Neste ano, em 17 de julho, pouco antes do recesso parlamentar, o Senado aprovou quatro destaques ao projeto de lei do orçamento de 2018 que exemplificam o esforço do corporativismo para preservar o status quo. Um deles garante que o auxílio-alimentação e a pré-escola pagos aos funcionários do Judiciário, do Legislativo, do Ministério Público da União e da Defensoria Pública da União poderão ser reajustados pela inflação no próximo ano.
Originalmente, o relator do texto, deputado Marcus Pestana (PSDB-MG), havia vetado que o valor desses benefícios ultrapassasse os mesmos subsídios que são pagos pelo Executivo federal, que são tradicionalmente menores. “São despesas com valor marginal no orçamento, mas simbolicamente importante, pois coisas essenciais estão sendo cortadas”, diz Pestana. “A crise fiscal é brutal e as pessoas parecem não ter consciência de que o Brasil está numa armadilha.”

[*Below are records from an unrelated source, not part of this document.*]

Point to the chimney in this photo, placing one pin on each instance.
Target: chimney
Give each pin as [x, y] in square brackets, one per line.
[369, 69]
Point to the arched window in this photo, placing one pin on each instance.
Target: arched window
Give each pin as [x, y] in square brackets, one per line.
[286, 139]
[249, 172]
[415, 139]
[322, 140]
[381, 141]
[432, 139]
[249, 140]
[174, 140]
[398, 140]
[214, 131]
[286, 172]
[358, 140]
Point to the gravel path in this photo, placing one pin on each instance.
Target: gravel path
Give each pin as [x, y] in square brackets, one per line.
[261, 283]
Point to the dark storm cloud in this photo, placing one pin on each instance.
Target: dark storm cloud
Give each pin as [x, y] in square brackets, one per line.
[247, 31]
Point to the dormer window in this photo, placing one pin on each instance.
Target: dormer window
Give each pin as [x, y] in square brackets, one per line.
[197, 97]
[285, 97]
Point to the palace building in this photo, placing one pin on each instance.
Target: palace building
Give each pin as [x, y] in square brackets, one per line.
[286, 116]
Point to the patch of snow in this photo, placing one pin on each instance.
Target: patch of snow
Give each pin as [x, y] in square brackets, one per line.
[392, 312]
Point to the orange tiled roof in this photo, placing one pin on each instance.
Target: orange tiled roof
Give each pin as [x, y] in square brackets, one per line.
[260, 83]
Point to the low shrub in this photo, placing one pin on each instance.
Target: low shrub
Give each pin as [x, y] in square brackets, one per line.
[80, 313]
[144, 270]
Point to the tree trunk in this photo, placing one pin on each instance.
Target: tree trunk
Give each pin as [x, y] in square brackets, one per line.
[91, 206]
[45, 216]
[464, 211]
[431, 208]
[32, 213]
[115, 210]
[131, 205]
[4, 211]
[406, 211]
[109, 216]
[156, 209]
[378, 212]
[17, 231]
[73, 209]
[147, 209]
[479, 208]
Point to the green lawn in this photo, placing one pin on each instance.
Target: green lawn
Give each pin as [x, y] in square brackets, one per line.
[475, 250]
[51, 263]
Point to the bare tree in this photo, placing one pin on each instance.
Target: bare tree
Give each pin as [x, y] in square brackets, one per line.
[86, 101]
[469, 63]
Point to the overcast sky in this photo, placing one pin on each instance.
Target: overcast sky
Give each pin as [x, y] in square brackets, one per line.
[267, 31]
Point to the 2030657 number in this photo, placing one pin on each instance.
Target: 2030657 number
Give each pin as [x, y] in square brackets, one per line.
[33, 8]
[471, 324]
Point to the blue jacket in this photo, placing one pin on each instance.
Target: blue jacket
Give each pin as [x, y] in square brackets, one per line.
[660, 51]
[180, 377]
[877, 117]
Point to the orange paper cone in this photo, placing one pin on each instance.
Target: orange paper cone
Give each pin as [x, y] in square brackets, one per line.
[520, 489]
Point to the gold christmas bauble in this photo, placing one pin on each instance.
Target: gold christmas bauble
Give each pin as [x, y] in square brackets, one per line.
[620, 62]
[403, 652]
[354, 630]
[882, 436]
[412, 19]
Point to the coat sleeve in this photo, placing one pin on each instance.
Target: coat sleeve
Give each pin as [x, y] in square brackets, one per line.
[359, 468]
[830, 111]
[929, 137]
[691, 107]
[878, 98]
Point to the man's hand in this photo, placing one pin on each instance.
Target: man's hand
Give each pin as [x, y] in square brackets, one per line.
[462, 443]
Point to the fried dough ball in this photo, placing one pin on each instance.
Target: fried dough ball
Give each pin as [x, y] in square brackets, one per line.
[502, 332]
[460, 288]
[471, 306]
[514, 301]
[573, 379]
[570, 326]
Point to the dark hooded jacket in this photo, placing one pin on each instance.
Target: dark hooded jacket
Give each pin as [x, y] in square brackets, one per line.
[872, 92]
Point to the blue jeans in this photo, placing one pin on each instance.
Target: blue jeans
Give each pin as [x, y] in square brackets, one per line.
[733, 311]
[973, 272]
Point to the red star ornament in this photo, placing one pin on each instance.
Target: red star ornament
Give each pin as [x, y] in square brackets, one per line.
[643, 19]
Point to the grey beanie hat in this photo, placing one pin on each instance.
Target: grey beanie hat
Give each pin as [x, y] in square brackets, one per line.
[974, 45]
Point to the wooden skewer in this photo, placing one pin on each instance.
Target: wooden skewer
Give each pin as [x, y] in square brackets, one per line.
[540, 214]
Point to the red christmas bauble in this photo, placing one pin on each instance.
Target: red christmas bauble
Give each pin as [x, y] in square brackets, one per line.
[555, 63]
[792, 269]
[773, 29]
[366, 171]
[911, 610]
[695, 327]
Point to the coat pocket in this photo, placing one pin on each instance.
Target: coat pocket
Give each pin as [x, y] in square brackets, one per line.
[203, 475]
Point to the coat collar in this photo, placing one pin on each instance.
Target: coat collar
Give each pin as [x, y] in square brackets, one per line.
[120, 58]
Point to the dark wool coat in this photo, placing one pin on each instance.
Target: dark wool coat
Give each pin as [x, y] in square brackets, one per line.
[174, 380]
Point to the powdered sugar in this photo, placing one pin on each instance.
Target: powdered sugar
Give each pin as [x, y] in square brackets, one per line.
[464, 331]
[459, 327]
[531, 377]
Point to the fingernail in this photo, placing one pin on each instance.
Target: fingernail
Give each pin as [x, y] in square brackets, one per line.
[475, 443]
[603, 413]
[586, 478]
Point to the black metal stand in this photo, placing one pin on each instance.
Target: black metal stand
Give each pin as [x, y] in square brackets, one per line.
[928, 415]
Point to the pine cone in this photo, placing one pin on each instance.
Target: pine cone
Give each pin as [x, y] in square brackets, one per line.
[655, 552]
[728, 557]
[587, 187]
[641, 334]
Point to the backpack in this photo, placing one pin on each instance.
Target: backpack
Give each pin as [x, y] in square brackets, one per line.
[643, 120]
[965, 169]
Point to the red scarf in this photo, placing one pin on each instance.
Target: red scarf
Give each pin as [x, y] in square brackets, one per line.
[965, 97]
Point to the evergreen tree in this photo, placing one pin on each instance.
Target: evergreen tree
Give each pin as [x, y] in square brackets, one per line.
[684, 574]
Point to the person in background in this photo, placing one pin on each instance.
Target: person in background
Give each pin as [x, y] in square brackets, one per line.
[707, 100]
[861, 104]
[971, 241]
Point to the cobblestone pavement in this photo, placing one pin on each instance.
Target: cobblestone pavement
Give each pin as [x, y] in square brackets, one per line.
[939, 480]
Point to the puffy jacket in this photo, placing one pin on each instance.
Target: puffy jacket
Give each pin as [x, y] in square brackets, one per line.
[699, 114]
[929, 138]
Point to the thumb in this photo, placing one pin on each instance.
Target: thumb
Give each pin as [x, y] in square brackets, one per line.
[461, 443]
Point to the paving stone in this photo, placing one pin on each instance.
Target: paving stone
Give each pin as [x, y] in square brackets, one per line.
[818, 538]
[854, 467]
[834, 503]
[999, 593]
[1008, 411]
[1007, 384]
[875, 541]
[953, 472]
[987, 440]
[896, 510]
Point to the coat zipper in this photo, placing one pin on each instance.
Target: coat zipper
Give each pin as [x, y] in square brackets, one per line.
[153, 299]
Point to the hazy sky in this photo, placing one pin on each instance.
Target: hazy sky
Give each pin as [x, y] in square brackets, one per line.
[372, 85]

No Congresso, o relatório do orçamento para 2018 foi aprovado com uma meta de déficit de 129 bilhões. Segundo uma nota técnica da Instituição Fiscal Independente, o dado é otimista, uma vez que o déficit no ano que vem poderá chegar a 169 bilhões de reais. Agora, o governo tem até 31 de agosto para apresentar ao Congresso sua proposta de orçamento para o ano que vem.
O cenário político conturbado piora a qualidade do ajuste, recaindo sobre a população. O governo está congelando gastos com despesas sociais e com obras de infraestrutura: de janeiro a maio, foram cortados 8 bilhões de reais do pagamento de programas como o de Aceleração do Crescimento e o Minha Casa, Minha Vida. O reajuste do Bolsa Família no ano foi suspenso.

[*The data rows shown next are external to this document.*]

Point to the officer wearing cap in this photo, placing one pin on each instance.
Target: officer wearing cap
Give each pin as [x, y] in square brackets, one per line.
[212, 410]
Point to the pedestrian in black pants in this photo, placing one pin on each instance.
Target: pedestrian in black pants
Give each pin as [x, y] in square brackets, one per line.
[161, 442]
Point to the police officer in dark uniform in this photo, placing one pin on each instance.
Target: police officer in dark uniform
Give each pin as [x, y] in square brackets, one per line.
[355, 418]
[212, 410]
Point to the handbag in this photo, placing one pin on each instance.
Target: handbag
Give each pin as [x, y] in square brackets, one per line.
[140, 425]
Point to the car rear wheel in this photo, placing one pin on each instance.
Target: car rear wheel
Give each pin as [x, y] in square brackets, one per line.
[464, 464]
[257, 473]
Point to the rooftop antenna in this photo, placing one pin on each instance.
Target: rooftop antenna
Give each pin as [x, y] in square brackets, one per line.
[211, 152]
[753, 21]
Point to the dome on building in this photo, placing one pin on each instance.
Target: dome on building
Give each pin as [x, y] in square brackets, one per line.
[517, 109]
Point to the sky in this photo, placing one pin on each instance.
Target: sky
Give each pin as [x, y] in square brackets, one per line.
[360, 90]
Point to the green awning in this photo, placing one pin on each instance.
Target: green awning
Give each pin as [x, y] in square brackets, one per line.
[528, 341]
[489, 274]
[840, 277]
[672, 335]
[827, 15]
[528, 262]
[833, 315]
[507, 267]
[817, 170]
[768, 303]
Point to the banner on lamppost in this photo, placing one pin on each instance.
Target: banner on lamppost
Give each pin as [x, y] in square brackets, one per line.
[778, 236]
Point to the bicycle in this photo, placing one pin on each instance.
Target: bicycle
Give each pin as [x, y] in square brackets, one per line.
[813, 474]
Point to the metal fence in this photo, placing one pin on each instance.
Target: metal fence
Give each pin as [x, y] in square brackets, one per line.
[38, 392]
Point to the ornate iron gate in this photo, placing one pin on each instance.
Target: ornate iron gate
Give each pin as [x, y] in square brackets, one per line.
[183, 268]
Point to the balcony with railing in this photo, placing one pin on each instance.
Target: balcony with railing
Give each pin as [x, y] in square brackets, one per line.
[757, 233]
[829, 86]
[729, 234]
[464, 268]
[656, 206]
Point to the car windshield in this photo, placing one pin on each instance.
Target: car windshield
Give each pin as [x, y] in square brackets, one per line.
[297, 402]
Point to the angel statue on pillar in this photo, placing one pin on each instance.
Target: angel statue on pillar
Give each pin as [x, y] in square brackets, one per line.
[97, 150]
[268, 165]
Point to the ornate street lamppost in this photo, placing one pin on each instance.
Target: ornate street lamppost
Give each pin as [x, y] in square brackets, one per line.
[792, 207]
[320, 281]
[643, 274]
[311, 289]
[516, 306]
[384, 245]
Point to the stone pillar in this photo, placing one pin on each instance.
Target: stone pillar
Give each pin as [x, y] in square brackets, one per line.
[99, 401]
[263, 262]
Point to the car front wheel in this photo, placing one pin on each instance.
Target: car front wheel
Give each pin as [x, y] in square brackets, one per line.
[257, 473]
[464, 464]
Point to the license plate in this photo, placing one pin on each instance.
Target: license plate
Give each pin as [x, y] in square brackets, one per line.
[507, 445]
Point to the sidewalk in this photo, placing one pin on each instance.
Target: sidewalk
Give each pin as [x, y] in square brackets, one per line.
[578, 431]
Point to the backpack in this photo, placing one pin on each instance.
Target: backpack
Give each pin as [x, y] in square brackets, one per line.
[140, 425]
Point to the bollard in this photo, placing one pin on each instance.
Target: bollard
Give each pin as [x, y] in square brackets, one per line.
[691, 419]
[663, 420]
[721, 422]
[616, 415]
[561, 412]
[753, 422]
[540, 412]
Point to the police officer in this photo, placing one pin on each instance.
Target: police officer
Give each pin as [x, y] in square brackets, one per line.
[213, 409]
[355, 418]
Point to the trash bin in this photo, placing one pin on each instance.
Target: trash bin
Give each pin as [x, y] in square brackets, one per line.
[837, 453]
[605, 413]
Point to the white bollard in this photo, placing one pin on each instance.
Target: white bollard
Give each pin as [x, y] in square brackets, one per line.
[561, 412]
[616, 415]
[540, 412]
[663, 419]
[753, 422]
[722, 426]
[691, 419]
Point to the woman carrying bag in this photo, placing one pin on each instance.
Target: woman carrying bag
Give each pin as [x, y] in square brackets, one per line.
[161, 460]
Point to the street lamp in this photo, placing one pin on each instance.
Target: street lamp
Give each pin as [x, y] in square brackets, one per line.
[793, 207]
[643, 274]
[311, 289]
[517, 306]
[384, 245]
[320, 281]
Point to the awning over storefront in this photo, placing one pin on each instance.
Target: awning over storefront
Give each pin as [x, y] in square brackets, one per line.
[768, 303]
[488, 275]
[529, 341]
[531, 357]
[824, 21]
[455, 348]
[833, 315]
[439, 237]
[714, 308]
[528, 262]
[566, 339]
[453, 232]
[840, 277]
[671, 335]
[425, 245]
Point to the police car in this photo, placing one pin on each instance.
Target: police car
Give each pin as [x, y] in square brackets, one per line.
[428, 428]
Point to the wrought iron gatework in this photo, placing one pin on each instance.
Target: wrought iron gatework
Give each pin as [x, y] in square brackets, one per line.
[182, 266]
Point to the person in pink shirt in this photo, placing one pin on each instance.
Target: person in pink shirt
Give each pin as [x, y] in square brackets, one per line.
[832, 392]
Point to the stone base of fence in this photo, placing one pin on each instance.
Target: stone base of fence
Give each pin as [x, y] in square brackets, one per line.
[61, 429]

Já nas emendas parlamentares, somente em junho, após a delação da JBS, o presidente Temer distribuiu 2 bilhões de reais para que deputados e senadores invistam nos redutos eleitorais — em troca, é claro, de apoio na votação que haverá no Congresso sobre as investigações de corrupção. “As emendas não elevam os gastos, porque já eram despesas obrigatórias previstas, mas não podem mais ser contingenciadas”, diz a economista Ana Carla Abrão, sócia da consultoria Oliver Wyman.
Além de pagar pelo ajuste via aumento de tributos, a população também sofre com a piora dos serviços públicos. À medida que o aperto fiscal vai avançando, os órgãos do governo começam a sentir os efeitos. Os mais notórios foram a suspensão da emissão de passaporte pela Polícia Federal e dos serviços prestados pela Polícia Federal Rodoviária, como resgate aéreo e escolta de cargas. Pelo país, há vários exemplos de piora da segurança, das escolas e da saúde. Muitas obras de infraestrutura estão paradas — sem falar das que nem saem do papel.

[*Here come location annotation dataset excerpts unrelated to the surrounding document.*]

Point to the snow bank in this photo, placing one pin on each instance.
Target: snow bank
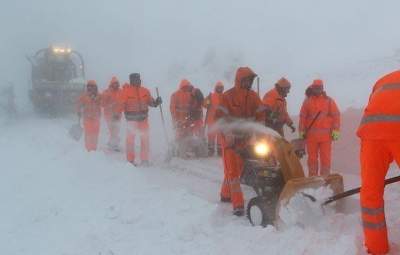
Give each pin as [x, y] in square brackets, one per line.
[59, 199]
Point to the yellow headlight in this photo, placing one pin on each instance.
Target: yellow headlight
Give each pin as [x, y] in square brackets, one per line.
[262, 149]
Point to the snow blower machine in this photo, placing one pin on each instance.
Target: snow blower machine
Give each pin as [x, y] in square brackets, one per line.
[273, 169]
[58, 78]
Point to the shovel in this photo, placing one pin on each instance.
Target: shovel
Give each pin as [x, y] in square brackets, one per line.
[75, 131]
[347, 193]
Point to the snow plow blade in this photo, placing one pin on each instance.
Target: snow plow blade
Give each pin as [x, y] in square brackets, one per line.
[297, 185]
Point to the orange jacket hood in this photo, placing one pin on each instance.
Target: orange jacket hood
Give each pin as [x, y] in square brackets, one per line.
[112, 81]
[184, 83]
[243, 72]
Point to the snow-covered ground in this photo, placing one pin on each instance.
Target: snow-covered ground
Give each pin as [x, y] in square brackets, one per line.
[58, 199]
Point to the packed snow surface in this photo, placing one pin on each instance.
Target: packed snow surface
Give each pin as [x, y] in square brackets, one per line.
[59, 199]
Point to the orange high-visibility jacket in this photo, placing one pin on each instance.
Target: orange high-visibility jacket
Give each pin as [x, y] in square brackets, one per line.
[135, 102]
[89, 106]
[181, 102]
[381, 118]
[328, 120]
[240, 103]
[110, 101]
[277, 104]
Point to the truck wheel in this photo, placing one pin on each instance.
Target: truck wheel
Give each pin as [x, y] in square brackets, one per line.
[257, 212]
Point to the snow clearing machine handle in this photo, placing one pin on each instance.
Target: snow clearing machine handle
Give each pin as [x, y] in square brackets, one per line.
[348, 192]
[208, 99]
[162, 117]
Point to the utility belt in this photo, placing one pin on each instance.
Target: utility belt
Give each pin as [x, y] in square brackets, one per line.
[195, 115]
[136, 116]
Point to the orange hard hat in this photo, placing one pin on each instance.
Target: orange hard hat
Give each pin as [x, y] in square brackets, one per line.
[114, 79]
[219, 84]
[184, 83]
[91, 83]
[283, 83]
[317, 83]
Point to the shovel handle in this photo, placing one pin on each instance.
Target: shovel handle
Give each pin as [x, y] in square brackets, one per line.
[357, 190]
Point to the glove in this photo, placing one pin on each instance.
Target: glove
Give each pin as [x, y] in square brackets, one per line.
[207, 102]
[115, 117]
[292, 128]
[335, 135]
[158, 101]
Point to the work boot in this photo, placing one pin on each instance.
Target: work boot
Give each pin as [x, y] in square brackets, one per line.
[145, 163]
[219, 151]
[226, 199]
[211, 152]
[238, 211]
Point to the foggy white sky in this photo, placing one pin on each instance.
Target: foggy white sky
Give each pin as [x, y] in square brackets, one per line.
[347, 43]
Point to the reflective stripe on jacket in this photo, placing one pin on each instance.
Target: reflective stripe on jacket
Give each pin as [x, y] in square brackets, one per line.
[381, 119]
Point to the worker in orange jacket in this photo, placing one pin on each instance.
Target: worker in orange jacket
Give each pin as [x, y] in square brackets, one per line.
[186, 110]
[275, 101]
[239, 103]
[135, 102]
[211, 103]
[321, 109]
[110, 103]
[380, 146]
[89, 107]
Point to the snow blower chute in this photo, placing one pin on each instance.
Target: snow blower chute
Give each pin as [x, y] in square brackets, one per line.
[274, 171]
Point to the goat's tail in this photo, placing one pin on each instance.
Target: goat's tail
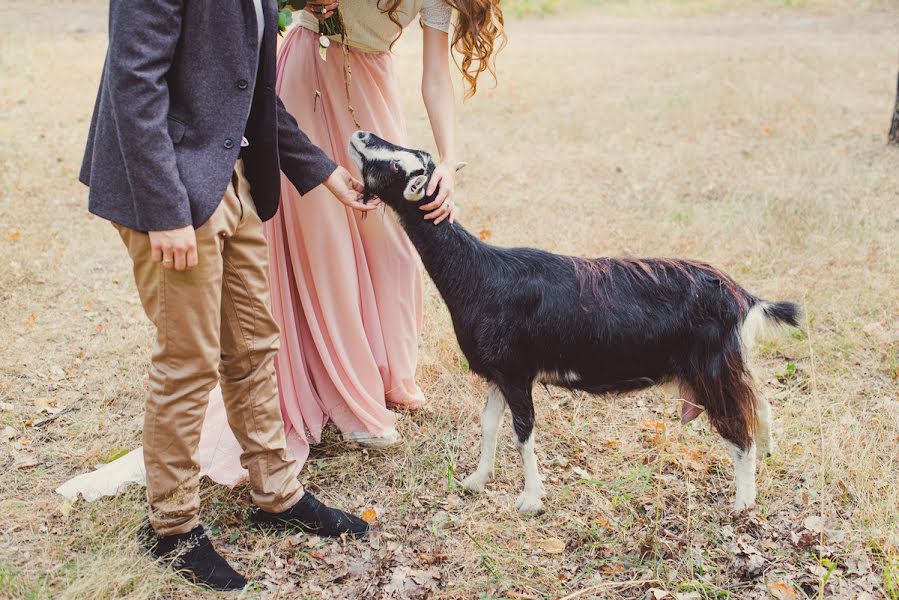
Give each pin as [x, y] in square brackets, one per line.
[722, 384]
[723, 381]
[764, 316]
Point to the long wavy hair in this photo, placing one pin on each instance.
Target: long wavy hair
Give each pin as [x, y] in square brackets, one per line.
[478, 36]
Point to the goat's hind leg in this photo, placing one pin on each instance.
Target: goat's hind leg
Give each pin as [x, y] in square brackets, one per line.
[491, 419]
[764, 437]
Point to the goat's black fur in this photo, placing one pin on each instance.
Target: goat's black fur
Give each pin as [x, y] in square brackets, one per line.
[598, 325]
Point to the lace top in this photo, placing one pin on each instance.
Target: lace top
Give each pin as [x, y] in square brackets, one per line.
[368, 29]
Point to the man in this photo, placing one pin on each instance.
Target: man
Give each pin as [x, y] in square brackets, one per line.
[183, 156]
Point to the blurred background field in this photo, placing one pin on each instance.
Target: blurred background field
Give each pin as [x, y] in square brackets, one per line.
[748, 134]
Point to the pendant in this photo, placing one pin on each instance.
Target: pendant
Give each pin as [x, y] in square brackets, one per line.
[323, 43]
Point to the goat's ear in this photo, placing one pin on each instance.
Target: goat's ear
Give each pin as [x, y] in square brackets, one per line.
[415, 189]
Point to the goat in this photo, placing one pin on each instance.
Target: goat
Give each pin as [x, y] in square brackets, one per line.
[601, 325]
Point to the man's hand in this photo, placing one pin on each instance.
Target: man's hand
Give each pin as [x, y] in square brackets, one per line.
[175, 249]
[348, 190]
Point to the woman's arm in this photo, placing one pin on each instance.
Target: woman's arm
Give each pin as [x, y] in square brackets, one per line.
[440, 102]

As agências reguladoras têm sofrido com a falta de recursos para repor os funcionários e atender a população. Na Agência Nacional de Transportes Terrestres, por exemplo, o quadro de pessoal não preenche nem 60% das vagas disponíveis. A Anatel anunciou que pretende reduzir o período de atendimento de sua central pública. A área de ciência e tecnologia sofreu um contingenciamento de 40% da verba neste ano. Na Embrapa, com uma retenção financeira de quase 30%, há pesquisadores com metade da verba de pesquisa. A empresa diz que tem procurado se adaptar ao cenário e que não suspendeu nenhum dos 300 projetos até agora.
A regra do “teto dos gastos” trouxe uma nova realidade para as contas públicas. Agora começou a disputa pelos recursos do governo, cada vez mais limitados. Mas há pressões de todos os lados para manter ou aumentar os privilégios. A verdade é que, na hora do aperto, quando todos os setores deveriam fazer sua parte para o país voltar a crescer, nem todos parecem dispostos. Pior para os de sempre.